`Single addition' and `transnucleotidation' reactions catalyzed by polynucleotide phosphorylase. Effect of enzymatic removal of inorganic phosphate during reaction

The reaction of the tetranucleotide, pA-A(2)-A, with 2'(3')-0-(alpha-methoxyethyl)uridine 5'-diphosphate, Mg(2+) ions, and M. luteus polynucleotide phosphorylase followed by mild acid treatment to remove the blocking groups results in a 49% yield of the desired single addition product, pA-A(3)-U, together with smaller amounts of pA-A-U, pA-A-A, pA-A(2)-U, pA-A(2)-A, pA-A(3)-A, pA-A(4)-U, and pA-A(4)-A. The side products are thought to arise from the phosphorolysis of the acceptor molecule by the inorganic phosphate formed in the reaction mixture and from subsequent additions to the various oligonucleotide species by the resulting adenosine 5'-diphosphate.

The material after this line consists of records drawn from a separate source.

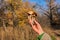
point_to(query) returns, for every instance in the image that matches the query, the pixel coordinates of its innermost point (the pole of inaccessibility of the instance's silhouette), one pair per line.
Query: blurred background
(14, 19)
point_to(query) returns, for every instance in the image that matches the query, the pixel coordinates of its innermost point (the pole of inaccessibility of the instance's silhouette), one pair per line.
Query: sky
(42, 2)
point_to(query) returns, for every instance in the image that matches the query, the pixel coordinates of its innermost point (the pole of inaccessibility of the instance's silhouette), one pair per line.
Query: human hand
(36, 26)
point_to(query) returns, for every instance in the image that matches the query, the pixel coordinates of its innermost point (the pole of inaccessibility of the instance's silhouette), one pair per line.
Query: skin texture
(36, 26)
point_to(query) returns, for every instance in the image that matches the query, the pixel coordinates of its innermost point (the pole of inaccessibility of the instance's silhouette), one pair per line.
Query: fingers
(35, 29)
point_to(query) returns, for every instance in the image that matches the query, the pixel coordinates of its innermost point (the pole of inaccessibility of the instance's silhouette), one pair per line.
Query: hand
(36, 27)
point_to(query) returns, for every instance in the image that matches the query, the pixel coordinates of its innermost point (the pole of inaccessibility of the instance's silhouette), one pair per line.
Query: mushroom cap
(30, 12)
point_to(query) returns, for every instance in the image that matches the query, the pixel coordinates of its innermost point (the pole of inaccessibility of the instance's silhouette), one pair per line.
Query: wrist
(40, 33)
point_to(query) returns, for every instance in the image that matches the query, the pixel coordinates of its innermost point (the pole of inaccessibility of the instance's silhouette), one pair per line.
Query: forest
(14, 23)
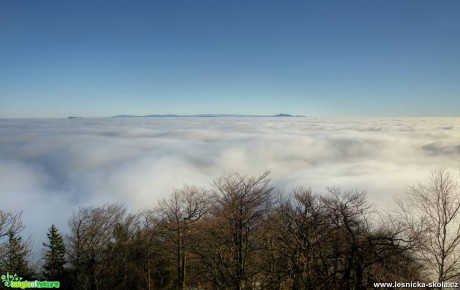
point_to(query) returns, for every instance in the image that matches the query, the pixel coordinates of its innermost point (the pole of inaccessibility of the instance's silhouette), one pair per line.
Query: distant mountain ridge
(204, 116)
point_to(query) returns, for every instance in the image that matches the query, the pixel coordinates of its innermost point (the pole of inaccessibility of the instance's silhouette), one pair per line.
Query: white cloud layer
(48, 168)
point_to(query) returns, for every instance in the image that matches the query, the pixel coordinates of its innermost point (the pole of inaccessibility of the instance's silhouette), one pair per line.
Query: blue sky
(317, 58)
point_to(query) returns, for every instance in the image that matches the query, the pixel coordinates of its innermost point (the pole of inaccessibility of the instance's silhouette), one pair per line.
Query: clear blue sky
(102, 58)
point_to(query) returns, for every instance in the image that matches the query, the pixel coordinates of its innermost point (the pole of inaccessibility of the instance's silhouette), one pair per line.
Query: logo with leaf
(8, 278)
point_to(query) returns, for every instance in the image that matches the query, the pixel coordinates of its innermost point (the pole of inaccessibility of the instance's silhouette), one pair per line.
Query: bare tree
(14, 251)
(91, 229)
(177, 215)
(227, 245)
(431, 211)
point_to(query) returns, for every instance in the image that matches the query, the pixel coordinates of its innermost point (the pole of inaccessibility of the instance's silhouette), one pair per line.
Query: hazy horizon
(54, 166)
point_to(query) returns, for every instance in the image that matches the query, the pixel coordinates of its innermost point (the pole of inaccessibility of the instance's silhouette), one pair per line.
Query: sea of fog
(50, 167)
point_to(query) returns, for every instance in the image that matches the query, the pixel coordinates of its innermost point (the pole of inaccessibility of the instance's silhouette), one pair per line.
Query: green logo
(14, 281)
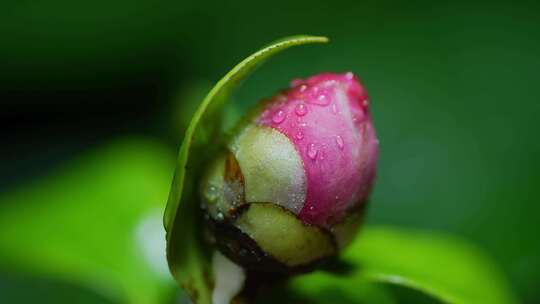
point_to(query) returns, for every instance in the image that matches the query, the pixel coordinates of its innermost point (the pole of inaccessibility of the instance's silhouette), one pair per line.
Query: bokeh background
(94, 96)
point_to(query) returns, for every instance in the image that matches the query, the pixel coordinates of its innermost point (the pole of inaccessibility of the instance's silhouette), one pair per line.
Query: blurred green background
(93, 95)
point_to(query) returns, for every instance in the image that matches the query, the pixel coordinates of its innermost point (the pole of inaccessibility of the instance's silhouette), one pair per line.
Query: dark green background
(454, 89)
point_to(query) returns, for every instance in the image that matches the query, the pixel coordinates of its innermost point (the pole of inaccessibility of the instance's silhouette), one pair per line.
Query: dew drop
(339, 142)
(321, 100)
(211, 193)
(334, 108)
(365, 102)
(300, 109)
(312, 151)
(220, 217)
(278, 117)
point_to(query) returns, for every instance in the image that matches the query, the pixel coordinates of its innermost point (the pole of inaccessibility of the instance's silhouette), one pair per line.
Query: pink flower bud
(326, 117)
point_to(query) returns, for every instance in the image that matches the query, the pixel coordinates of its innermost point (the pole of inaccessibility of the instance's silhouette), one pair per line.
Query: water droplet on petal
(300, 109)
(320, 100)
(334, 108)
(220, 217)
(339, 142)
(365, 102)
(278, 117)
(296, 82)
(312, 151)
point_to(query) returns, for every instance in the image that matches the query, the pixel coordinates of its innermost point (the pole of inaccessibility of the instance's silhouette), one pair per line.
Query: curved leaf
(188, 259)
(448, 269)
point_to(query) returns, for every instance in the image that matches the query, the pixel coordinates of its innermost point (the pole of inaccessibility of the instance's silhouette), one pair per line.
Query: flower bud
(291, 186)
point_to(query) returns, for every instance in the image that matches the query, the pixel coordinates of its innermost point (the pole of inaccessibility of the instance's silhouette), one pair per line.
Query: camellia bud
(291, 186)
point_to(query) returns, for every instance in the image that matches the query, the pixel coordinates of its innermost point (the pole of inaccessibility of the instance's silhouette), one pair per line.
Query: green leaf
(325, 287)
(443, 267)
(95, 222)
(188, 259)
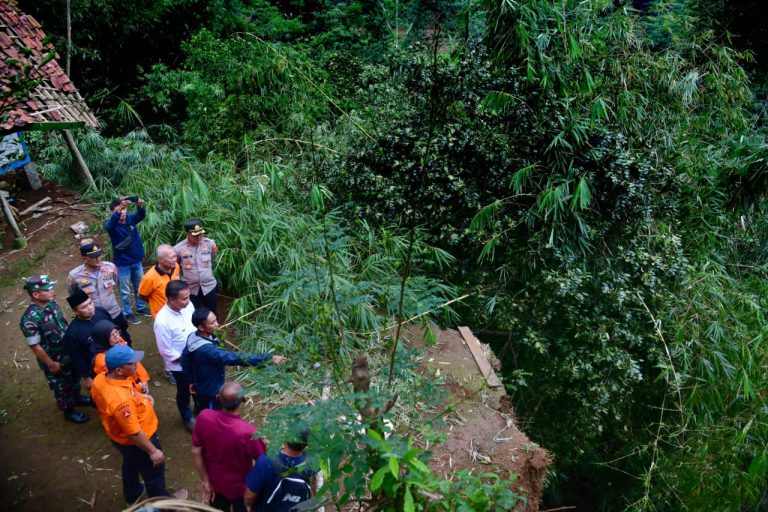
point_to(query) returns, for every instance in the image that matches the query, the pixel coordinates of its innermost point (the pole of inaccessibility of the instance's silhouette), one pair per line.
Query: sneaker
(76, 416)
(131, 318)
(84, 400)
(181, 494)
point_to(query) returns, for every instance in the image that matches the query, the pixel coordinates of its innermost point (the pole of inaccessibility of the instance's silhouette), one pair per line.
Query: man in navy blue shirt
(128, 252)
(281, 482)
(203, 362)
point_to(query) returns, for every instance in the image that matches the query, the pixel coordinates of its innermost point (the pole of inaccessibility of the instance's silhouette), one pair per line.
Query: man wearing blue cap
(131, 423)
(43, 325)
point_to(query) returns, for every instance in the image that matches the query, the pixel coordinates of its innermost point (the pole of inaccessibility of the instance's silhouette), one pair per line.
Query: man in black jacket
(203, 362)
(78, 337)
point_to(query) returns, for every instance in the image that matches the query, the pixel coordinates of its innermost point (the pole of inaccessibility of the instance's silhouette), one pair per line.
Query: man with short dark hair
(173, 324)
(152, 287)
(130, 421)
(43, 325)
(203, 362)
(285, 478)
(196, 255)
(128, 253)
(97, 278)
(224, 448)
(78, 337)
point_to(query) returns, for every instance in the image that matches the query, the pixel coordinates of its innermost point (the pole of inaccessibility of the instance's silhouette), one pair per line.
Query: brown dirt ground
(481, 433)
(47, 463)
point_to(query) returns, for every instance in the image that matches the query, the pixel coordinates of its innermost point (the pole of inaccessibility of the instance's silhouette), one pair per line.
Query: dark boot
(76, 416)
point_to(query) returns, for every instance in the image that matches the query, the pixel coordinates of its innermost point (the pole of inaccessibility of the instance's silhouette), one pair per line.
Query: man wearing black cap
(131, 423)
(43, 325)
(128, 252)
(78, 338)
(98, 279)
(196, 255)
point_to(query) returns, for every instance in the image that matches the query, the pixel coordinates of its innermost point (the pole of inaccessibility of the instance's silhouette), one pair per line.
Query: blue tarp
(13, 152)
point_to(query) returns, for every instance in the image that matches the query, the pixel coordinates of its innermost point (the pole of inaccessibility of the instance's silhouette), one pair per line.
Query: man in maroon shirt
(224, 448)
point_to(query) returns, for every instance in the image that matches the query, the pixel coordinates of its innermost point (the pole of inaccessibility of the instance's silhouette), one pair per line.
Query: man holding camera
(128, 253)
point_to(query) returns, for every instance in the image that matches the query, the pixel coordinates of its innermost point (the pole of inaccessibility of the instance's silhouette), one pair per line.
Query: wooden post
(80, 164)
(34, 180)
(19, 241)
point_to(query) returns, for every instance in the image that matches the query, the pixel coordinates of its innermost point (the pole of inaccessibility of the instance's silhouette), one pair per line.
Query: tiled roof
(54, 103)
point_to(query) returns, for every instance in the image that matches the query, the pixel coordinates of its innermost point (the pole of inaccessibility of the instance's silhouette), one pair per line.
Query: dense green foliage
(598, 173)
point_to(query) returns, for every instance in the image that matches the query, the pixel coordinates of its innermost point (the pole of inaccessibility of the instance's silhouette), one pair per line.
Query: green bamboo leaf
(378, 479)
(408, 505)
(394, 467)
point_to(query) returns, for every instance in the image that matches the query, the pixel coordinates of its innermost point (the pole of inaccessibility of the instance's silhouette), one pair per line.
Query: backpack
(291, 489)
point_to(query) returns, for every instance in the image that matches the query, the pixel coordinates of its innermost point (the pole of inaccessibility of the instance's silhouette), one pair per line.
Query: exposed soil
(481, 433)
(48, 463)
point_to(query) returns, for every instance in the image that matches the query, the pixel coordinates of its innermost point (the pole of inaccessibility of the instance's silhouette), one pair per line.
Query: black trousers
(182, 396)
(228, 505)
(206, 402)
(137, 463)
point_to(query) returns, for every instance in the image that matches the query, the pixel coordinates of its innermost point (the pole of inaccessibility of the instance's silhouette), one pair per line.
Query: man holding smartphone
(128, 252)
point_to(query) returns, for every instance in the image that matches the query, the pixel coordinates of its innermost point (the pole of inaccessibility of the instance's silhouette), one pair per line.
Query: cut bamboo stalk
(480, 359)
(35, 206)
(19, 241)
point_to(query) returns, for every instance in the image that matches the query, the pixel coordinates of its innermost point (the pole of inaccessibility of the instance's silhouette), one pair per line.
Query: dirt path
(48, 463)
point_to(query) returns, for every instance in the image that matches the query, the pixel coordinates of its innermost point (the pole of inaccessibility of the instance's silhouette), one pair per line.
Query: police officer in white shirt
(196, 255)
(173, 324)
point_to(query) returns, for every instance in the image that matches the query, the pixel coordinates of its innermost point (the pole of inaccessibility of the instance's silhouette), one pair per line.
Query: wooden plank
(482, 362)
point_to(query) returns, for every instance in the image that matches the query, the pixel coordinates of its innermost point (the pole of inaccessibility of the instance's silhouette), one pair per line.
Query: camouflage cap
(194, 227)
(38, 282)
(91, 250)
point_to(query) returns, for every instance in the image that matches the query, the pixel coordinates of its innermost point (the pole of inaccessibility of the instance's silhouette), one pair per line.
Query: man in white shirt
(173, 324)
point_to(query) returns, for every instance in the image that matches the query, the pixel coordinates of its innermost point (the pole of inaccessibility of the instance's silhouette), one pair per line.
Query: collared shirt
(123, 411)
(99, 284)
(197, 264)
(153, 286)
(229, 449)
(171, 331)
(46, 326)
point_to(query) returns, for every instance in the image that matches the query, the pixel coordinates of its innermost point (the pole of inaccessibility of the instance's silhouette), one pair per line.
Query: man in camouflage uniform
(43, 325)
(196, 255)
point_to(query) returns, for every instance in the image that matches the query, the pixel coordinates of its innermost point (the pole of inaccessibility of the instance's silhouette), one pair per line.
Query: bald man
(224, 448)
(152, 287)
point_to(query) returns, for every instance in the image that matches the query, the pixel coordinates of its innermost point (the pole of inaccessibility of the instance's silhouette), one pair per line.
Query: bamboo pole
(80, 165)
(19, 241)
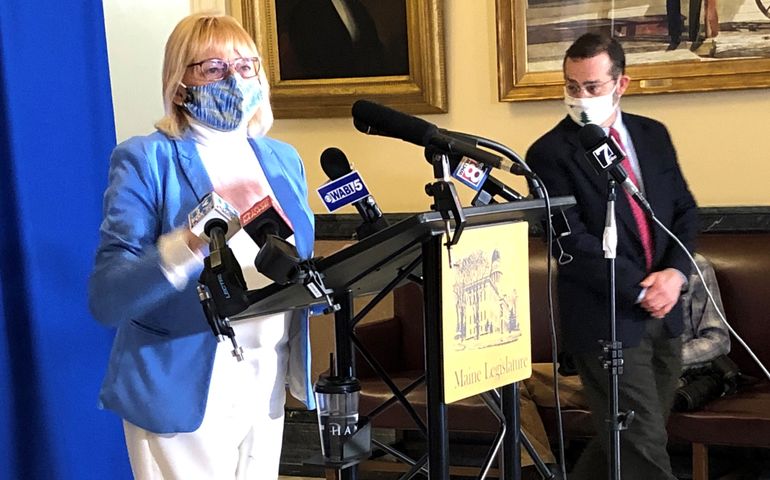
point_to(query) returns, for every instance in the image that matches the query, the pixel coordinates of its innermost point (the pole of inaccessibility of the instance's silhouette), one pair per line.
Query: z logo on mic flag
(343, 191)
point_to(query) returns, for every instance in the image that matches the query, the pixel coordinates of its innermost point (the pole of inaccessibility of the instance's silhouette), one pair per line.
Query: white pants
(242, 430)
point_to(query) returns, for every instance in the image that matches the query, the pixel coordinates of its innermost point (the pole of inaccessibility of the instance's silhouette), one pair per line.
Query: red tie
(642, 224)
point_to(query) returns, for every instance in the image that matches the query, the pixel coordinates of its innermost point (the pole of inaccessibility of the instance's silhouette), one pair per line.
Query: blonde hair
(191, 37)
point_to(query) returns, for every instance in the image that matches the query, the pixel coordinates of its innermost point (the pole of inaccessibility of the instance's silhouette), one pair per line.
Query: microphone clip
(446, 201)
(219, 325)
(309, 276)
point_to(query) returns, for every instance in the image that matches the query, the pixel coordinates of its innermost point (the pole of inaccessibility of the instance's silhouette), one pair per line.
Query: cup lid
(334, 384)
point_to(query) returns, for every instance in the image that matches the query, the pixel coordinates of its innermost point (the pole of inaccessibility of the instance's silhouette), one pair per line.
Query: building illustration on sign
(486, 312)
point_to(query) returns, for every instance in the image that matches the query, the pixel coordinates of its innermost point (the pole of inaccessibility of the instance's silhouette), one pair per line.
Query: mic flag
(343, 191)
(263, 219)
(210, 208)
(602, 152)
(471, 173)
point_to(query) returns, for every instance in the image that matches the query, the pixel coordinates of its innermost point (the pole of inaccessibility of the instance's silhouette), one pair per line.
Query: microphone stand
(612, 359)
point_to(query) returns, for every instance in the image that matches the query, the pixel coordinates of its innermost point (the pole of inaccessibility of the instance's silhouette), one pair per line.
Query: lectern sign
(485, 311)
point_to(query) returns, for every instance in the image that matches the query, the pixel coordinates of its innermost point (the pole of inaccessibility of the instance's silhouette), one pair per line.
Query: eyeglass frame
(587, 87)
(229, 64)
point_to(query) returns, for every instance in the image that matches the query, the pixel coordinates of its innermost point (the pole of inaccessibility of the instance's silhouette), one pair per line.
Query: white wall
(136, 36)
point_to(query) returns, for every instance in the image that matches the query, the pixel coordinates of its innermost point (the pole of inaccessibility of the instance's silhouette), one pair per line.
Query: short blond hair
(193, 35)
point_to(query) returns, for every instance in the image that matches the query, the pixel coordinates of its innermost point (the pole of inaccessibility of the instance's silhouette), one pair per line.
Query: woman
(191, 410)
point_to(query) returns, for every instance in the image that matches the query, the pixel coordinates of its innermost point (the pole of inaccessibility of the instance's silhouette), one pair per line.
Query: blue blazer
(163, 353)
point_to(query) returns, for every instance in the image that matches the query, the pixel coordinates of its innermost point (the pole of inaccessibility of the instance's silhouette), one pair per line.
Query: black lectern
(376, 265)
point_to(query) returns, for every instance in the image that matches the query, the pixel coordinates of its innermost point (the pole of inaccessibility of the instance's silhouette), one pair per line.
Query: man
(649, 264)
(674, 19)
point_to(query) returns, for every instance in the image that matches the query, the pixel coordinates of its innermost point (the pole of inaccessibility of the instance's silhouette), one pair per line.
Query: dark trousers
(646, 386)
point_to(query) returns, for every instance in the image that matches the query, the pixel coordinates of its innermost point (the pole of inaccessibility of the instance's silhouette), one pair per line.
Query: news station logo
(604, 155)
(211, 203)
(471, 173)
(343, 191)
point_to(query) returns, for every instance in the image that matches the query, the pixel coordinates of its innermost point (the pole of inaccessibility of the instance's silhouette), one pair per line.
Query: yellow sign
(485, 311)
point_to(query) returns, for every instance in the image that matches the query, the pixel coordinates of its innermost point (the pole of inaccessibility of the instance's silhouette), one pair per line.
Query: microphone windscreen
(591, 135)
(334, 163)
(382, 120)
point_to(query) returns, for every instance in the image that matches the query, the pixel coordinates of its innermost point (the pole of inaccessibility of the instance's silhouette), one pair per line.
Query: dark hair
(592, 44)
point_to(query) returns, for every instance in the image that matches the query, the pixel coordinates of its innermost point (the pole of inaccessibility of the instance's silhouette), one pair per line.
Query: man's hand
(662, 293)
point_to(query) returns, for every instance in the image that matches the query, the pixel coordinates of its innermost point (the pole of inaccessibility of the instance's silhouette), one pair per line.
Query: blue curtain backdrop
(56, 134)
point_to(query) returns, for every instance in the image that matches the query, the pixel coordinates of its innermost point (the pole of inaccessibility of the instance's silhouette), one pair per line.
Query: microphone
(336, 165)
(476, 176)
(213, 207)
(263, 219)
(604, 155)
(375, 119)
(222, 275)
(277, 259)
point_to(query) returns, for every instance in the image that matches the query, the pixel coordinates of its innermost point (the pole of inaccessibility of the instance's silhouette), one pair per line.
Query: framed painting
(323, 55)
(700, 45)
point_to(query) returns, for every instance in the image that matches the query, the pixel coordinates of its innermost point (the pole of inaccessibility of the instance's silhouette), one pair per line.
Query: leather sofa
(741, 261)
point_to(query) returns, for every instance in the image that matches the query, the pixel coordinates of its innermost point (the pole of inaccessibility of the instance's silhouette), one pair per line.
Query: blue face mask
(223, 105)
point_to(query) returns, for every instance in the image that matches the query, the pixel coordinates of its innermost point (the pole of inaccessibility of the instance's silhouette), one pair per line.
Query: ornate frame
(516, 82)
(423, 90)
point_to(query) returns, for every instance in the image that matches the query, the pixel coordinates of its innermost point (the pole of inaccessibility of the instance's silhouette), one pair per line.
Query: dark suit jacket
(558, 158)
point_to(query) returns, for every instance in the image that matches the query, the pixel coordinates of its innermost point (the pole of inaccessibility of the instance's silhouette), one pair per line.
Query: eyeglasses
(573, 89)
(215, 69)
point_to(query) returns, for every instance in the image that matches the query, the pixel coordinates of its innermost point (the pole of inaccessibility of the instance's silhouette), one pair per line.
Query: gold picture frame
(421, 89)
(519, 79)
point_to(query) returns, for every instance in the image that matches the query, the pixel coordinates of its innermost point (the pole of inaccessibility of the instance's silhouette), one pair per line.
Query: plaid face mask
(225, 104)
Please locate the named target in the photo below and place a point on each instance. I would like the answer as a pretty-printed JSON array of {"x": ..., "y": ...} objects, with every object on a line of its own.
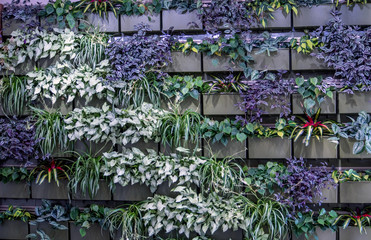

A system developed for the removal of inorganic phosphate as it is formed in the synthesis involves the addition to the reaction mixture of calf spleen nucleoside phosphorylase and nicotinamide riboside and, under these conditions, pA-A(3)-U can be prepared in 90% yield with essentially no side products. Under similar conditions, pA-A(3)-A, pA-A(3)-G, and pA-A(3)-C may be prepared from pA-A(2)-A and the appropriate blocked nucleoside diphosphate in yields of 85-94%. The incubation of pA-A(2)-A alone with polynucleotide phosphorylase exhibits the phenomenon of "transnucleotidation" in that the molecule is partially converted to oligonucleotides of smaller and larger chain lengths. In the presence of the phosphate removal system, however, the tetranucleotide is not attacked by the enzyme, and thus, "transnucleotidation" appears to be simply a combination of phosphorolytic and addition reactions catalyzed by trace amounts of inorganic phosphate contaminating the enzyme and/or the substrate.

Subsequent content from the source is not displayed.